The Xbox One S is also completely compatible with all current and future Xbox One games. Several will appear with HDR graphics, but even they will run in a conventional Xbox One without the added visual flair. Microsoft has said that it's direct answer to the PS4 Pro, the Project Scorpio, will also be compatible with all Xbox One games when it comes out in late 2017.

The Xbox One S is priced at a very reasonable £249 for the 500GB model, £299 for the 1TB and £349 for the 2TB edition, although the latter is now completely sold out.

It could be said that the bigger bargain is the PS4 Pro. At £349, it matches the top end Xbox One S, but it is a far more powerful machine.

The Xbox One S is already in shops although, as we mentioned above, the 2TB launch edition is already reportedly out of stock. You will have to plump for the 500GB and 1TB versions instead.

The PS4 Pro's release date came as quite a shock at the PlayStation Meeting in New York. Nobody even expected it to be available this year, let alone the 10 November.

Some of those already in the know would say that this was an unfair comparison from the off. The PS4 Pro is designed to be a considerable step-up from the PS4, while the Xbox One S is more of a stop-gap console until Microsoft's Project Scorpio comes later next year.

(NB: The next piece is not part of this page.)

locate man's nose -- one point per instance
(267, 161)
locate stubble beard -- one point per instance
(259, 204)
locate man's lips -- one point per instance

Indeed, Project Scorpio is the Pro's direct peer, not the Xbox One S, and that's where the true next-next gen battle will take place.

As it stands, the Xbox One S is an excellent console and has the added bonus of being the cheapest 4K Blu-ray player on the market. However, the PS4 Pro is by far and away the best games machine, with stunning 4K graphics for those with compatible TVs.